The statistics don’t have to be important to show or discuss (see the various nonsense I’ve pointed out so far on this site), and the face-off prediction statistics, if accurate, are not useless (coaching for this, or perhaps gambling). But the NHL rarely uses Twitter and broadcast Face-off predictions, partly because the nature of the stat makes it difficult to do. This is a damn shame because statistics, when performed well, can do what the NHL Edge IQ promises: creating excitement, understanding or entertainment by feeding on stories that unfold on screen. Like Mookie Bates insists on May statistics whenever he comes to bat until you realize that something is going to happen, or more surprisingly, nothing will happen; And knowing the xG value of the shot, how fluffy a target was, or how impressive the save was, or How incredible Jake Ottinger was during the seven-game series; And just watching a joke about the shortest shorts in MLB history.

There are great storytellers who use statistics, whether broadcast or not; The NHL is not currently one of them. If I don’t know what a face-off possibility adds, the NHL and hockey broadcasters certainly don’t. The message that rallied around the possibility of a face-off appeared to be “ignore it” or “face-off matter”, with each video shown on NHL Twitter ending in a goal. A commonly misunderstood NHL network segment that misleadingly concludes semantically by discussing face-off potential. But the face-off does not show the possibility that the face-off is important. One of the reasons you should be careful about presenting the status on the broadcast is face-off mating, and the repeated emphasis is that the NHL is trying to reverse-engineer a justification for buying a fancy new tool.
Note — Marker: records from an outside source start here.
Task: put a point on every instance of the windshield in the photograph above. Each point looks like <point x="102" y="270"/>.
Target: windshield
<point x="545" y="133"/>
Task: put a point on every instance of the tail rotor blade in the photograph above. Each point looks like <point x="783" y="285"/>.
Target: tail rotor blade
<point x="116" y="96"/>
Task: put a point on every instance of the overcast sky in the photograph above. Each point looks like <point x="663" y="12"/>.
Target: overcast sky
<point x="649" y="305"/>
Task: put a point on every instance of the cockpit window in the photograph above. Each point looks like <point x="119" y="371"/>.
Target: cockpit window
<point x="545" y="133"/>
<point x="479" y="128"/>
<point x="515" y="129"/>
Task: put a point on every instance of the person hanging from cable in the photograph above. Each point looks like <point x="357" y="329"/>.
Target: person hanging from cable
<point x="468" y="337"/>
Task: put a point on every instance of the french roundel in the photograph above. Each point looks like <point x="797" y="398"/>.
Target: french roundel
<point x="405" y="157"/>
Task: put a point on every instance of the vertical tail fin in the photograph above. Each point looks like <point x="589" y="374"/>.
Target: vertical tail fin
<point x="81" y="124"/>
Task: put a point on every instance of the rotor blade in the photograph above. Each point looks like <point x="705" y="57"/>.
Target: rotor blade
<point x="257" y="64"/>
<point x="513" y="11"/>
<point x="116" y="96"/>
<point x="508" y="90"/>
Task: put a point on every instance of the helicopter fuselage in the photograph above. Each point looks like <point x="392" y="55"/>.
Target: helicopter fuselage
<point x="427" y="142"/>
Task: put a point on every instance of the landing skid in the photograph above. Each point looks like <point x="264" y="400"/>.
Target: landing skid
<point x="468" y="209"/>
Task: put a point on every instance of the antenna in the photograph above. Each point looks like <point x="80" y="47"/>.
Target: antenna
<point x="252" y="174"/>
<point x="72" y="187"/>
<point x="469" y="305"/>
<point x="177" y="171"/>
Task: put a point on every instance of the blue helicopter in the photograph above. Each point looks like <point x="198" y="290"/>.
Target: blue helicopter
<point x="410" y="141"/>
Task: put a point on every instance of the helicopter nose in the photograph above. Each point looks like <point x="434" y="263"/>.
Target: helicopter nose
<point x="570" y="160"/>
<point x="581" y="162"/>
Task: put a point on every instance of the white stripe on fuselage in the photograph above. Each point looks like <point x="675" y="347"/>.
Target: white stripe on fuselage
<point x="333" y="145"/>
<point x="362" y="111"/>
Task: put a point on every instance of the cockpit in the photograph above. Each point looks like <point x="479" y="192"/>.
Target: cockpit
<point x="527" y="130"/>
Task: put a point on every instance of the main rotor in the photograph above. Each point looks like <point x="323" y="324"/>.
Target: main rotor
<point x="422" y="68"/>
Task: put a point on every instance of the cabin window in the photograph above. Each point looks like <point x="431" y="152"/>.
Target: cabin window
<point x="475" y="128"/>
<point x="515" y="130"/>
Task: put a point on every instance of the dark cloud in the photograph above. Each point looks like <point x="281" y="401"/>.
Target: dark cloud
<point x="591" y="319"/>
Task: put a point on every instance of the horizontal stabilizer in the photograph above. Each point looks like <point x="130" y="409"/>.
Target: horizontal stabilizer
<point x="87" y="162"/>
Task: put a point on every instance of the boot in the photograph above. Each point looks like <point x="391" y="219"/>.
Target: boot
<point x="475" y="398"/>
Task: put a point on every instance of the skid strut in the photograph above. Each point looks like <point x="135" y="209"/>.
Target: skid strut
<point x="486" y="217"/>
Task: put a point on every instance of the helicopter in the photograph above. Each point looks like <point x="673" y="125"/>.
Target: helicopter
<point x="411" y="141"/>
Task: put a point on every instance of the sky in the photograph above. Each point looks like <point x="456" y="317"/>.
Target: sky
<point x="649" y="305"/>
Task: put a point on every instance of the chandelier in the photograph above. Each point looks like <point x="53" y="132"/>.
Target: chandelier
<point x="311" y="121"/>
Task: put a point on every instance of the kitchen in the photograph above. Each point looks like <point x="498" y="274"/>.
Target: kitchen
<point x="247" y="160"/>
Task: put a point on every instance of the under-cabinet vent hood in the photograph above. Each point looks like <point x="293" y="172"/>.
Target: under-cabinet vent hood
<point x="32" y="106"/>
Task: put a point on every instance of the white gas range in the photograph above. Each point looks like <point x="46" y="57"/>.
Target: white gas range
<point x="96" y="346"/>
This seems to be the purpose of the statistics, rather than to enhance our outlook on the game. In the case of Apple TV statistics, no matter what the flaws, I can buy that they are at least trying to report. The way you saw baseball because they cropped every at-bat. Face-off probability: Used appropriately, used sparingly and ineffectively, and, if I find it particularly remarkable, is nothing more than an AWS ad rather than a crop-up at a similar point in each game. Percentage has a flow in and out of your mind leaving just as much behind as a wave. This is the logo on their side to stick to. Of course, any organization would partner with the Sports League because of advertising. We see it all the time: Fifth Innings, sponsored by your local car dealership, Jim Nantz is listening to CBS’s upcoming primetime schedule. It is bad to see advanced figures flattened into the same structure where they turn into invalid numbers, a thin excuse for a corporate logo to claim a few more seconds of wind time.

Advanced statistics are in a golden age right now, both in terms of access and the sheer amount of new data available. AWS even actually gives it some power. But the face-off probability gives a hint of the risk of this particular type of advanced-statistical diffusion: the celebration of a tool that creates accepted numbers at the expense of finding any real value in those numbers. It is a tragedy.